= Two Dishes One Soup Index =

Hong Kong food price measure

2 dishes and 1 soup index is a reference index figure which measures and monitor the changes of general and regional food price in Hong Kong. It is established by the Social Affairs Committee of The Hong Kong Federation of Trade Unions (HKFTU) since January 2011. The index is based on the monthly market random sampling done by the HKFTU and is published seasonally on 'FTU Press'. Suggestions to government will be proposed by the Committee.

==Aims==
The index aims to help households to handle price inflation.

==Measurement==
The index is based on a diet of family size of 3–4 members, selects 7 typical and usual food ingredients as references to prepare two dishes and one soup, to see the cost needed. The seven ingredients includes:
1 catty of Choi Sum
½ catty of beef
2 tael of Meigan Cai
1 catty of Grass carp
½ catty of Tomato
½ catty of Potato
½ catty of meat
(1 catty= 16 tael = 605 g approx.)

==Data==

===Data of 2011===
The average price for buying 7 ingredients to prepare 2 dishes and 1 soup rose from HK$78.4 in January to HK$89 in December, increased by 13.7%. 14 out of 18 districts of Hong Kong have recorded an increase in food price.
- Most Expensive Market

Southern (Aberdeen Market) HK$93.5
Wan Chai (Wan Chai Market) HK$92
Central and Western (Smithfield Market) HK$92
- Cheapest Market

Sham Shui Po (Pek Ho Street Market) HK$84
Wong Tai Sin (Ngau Chi Wan Market) HK$84
Yuen Long (Tong Yik Market) HK$85.5

===Data of 2012===
The average price of ingredients increased from HK$89 to HK$104.4 (+17%).
- Most Expensive Market

Southern (Aberdeen Market) HK$119.2
Tseung Kwan O (Hau Tak Market) HK$109.7(+40.6%)

===Data of 2013===
The committee found that the prices of main food increased from to HK$109.3, by 14.2% compare to last year's index, higher than inflation. Among these, prices of beef and potato increased by 29% and 25.2% respectively. The districts with the highest increase are districts of low-income families, especially Sham Shui Po and Tuen Mun.
- Most Expensive Market

Tsing Yi HK$120.45
Tuen Mun HK$104.5(+35.6%)

- Cheapest Market

Tsuen Wan HK$95.8(+10.4%)

===Data of 2014===
The first seasonal Two-dishes-one-soup Index in 2014 showed a rise of price of the ingredient among the eighteen districts in Hong Kong. The Index was $105.01 in the first season of 2013 and $112.63 in 2014, meaning that the price of ingredient has raised 7.27% when compared to the data of the same season in 2013.
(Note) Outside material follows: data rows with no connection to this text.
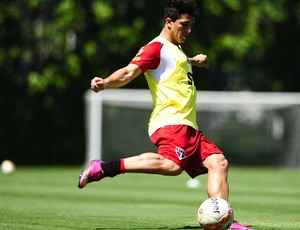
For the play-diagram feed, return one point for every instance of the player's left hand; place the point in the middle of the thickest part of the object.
(200, 60)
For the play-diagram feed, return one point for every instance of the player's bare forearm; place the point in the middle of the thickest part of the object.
(117, 79)
(199, 60)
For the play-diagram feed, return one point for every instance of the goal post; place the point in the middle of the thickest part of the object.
(252, 128)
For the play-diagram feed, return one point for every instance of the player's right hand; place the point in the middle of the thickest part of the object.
(97, 84)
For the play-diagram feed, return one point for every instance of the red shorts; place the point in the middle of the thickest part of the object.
(185, 146)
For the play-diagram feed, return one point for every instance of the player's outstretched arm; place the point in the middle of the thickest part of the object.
(117, 79)
(200, 60)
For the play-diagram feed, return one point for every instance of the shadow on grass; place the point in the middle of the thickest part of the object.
(180, 228)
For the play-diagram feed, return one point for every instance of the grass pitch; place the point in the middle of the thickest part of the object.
(48, 198)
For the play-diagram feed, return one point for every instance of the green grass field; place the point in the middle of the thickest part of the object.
(48, 198)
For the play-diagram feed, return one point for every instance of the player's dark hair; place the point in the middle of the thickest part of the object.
(176, 8)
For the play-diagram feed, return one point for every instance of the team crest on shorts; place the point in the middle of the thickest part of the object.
(180, 153)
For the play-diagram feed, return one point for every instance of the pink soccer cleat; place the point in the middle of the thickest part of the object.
(236, 226)
(92, 173)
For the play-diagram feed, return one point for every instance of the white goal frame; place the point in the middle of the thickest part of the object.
(206, 100)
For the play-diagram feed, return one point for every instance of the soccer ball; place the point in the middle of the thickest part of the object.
(215, 214)
(7, 167)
The Two-dishes-one-soup Index of the second season of 2014 reflect a slight relief of inflation as 9 districts out of 18 recorded a decrease in the price of ingredient, but 4 districts remained a 10% increase of food price. Meanwhile, Tung Chung Yat Tung Estate Market was found to be the most expensive one among the 18 districts, the food price of it has raised 14.12% from $109.1 to $124.5
Two dishes one soup index 2014 (2nd season) HK$106.5
- Most Expensive Market

Lantau (Tung Chung) HK$124.5(+14.12%)
Tsuen Wan (Yeung Uk Road)
Sha Tin (Central Street)

In the third season of 2014, the average food price of the 18 districts decreased. The average food price of Ngau Chi Wan Market in Wong Tai Sin decreased sharply from $115.38 to $98.25, which means decreased 14.85%. Also, the Two-dishes-one-soup Index decreased 6.33% from $111.28 in the same season in 2013 to $104.24, this reflected a relief of inflation of food price in Hong Kong.
Two dishes one soup index 2014 (3rd season) HK$104.24
- Most Expensive Market
Sha Tin (Central Street) HK$116.75
Wong Tai Sin (Ngau Chi Wan) HK$98.25(−14.85%)

==Suggestions==
- Develop local primary industry to stabilise food supply;
- Open local live cattle market and introduce market competition to stabilise meat price;
- Introduce small enterprise in wet market to stop monopoly of supermarket;
- Examine minimum wage every year to narrow down wealth gap
- Diversify the economy when develop new towns
- Build more FEHD markets, cooked food centre, flea market and night market to relief citizens' burden in food purchasing
- Co-operate with China to stabilise food supply
- Introduce welfare policies such as Tax allowance, Electricity fee subsidy, etc.